Erneut hat Max Färberböck bei diesem jüngsten Franken-„Tatort“ – dem vierten – Regie geführt und mit Catharina Schuchmann zusammen das Drehbuch verfasst. Bereits für den ersten „Tatort“ aus dem Fränkischen im Jahr 2015 zeichnete Färberböck verantwortlich. Max Färberböck, das ist einer der wenigen konstanten Qualitätsgaranten des deutschsprachigen Fernsehfilms: Seine Arbeiten zeichnen sich nicht zuletzt auch dadurch aus, dass sie unbequem und sperrig sind. Und sehr intensiv. „Ich töte niemand“ heißt dieser düstere, entfärbte Film, über dem als musikalisches Leitmotiv immer wieder das vom isländischen Elektronikmusiker Ólafur Arnalds für die britische Fernsehserie „Broadchurch“ komponierte, eindringlich sphärische Lied „So Far“ liegt.

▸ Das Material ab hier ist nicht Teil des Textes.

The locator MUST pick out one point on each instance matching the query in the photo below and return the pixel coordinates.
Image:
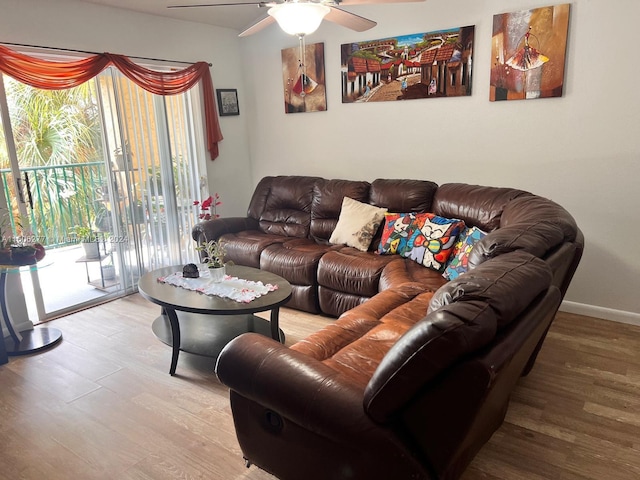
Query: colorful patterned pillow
(458, 263)
(395, 233)
(431, 240)
(357, 224)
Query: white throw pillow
(357, 224)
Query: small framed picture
(228, 101)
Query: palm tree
(57, 128)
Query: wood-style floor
(101, 405)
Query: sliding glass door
(126, 164)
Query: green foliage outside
(55, 129)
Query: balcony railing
(61, 196)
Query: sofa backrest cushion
(507, 283)
(327, 202)
(534, 224)
(476, 205)
(403, 196)
(282, 205)
(464, 316)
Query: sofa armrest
(215, 228)
(297, 387)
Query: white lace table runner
(231, 287)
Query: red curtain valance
(49, 75)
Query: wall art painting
(528, 51)
(422, 65)
(303, 78)
(228, 101)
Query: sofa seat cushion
(355, 344)
(351, 271)
(465, 315)
(404, 270)
(245, 247)
(296, 260)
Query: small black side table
(26, 341)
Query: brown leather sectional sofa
(415, 375)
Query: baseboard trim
(601, 312)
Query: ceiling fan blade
(373, 2)
(255, 27)
(349, 20)
(260, 4)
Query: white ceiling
(235, 17)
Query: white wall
(581, 150)
(74, 25)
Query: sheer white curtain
(157, 157)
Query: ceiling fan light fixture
(299, 18)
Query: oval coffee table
(203, 324)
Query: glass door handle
(28, 185)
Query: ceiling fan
(302, 17)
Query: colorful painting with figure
(303, 77)
(422, 65)
(528, 51)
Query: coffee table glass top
(191, 301)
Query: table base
(32, 341)
(207, 335)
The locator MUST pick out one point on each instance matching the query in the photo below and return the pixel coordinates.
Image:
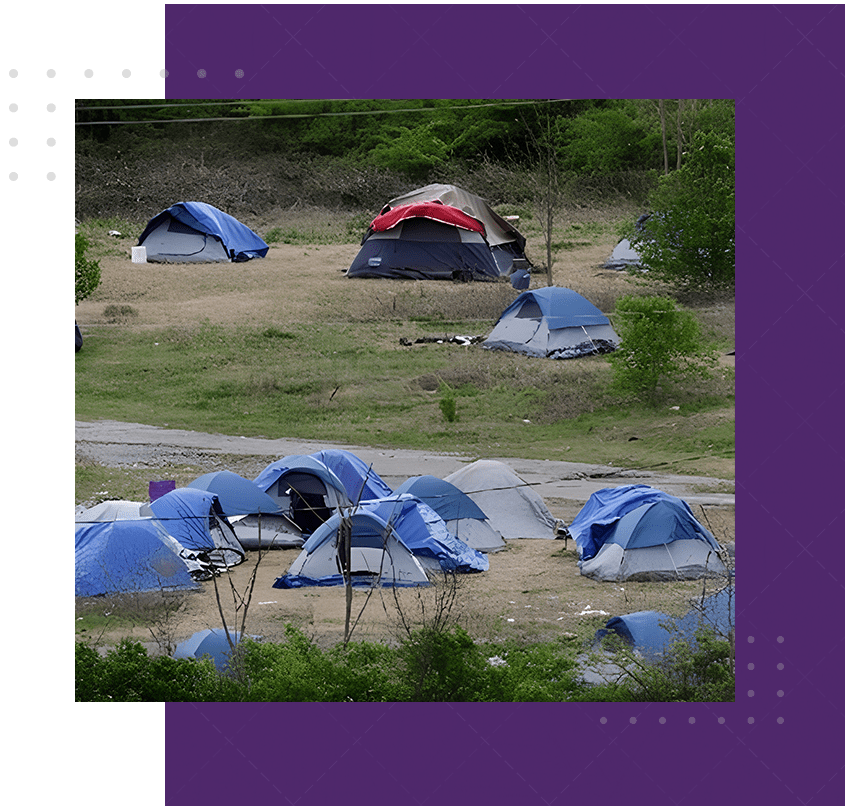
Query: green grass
(355, 383)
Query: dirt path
(532, 589)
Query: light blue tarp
(237, 495)
(126, 556)
(241, 242)
(425, 533)
(187, 514)
(361, 481)
(450, 502)
(601, 520)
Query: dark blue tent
(640, 533)
(211, 642)
(362, 482)
(127, 556)
(461, 514)
(198, 232)
(237, 495)
(307, 490)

Dem Doppelmord in diesem abgeschiedenen, allein auf der Wiese stehenden Haus sollen schließlich weitere folgen. Diese Toten sind keine Muslime. Diesmal sind es Deutsche. Dabei mag Max Färberböcks Drama – wenngleich auf überhöhter, narrativer, fiktionalisierter Ebene – durchaus die ebenso schwierige wie sensible Debatte berühren, die seit einiger Zeit darüber geführt wird, dass ein neuer tiefer Riss durch Deutschland geht. Ein sozialer, ein kultureller, letztlich ein politischer Riss.

Sogar bei einem der Verhöre, welches der sichtlich aufgebrachte, erhitzte Felix Voss mit einem Verdächtigen aus dem Umfeld des gesuchten Ahmad führt, wird diese gesellschaftliche Spaltung exemplarisch deutlich: Der Verhörte schweigt stoisch. Bis er den für Voss überaus provokativ klingenden Satz sagt, es gehe hier um „etwas, wovon Sie in diesem Land nicht wirklich etwas verstehen“. Voss fragt daraufhin wiederholt und vehement insistierend, was man hier denn nicht verstehe. Und der Verhörte sagt nur noch ein einziges Wort: „Ehre“.

Das aufreibende Leben der Kriminalkommissare Paula Ringelhahn und Felix Voss ist dunkel und von wenig Freude erfüllt. Immer wieder liegt Hoffnungslosigkeit in diesen grauen kalten Bildern (Kamera: Felix Cramer). Es sind diese rabenschwarzen Räume, durch die Max Färberböck in all seinen Fernsehfilmen immer wieder führt. Immer wieder. Immer weiter.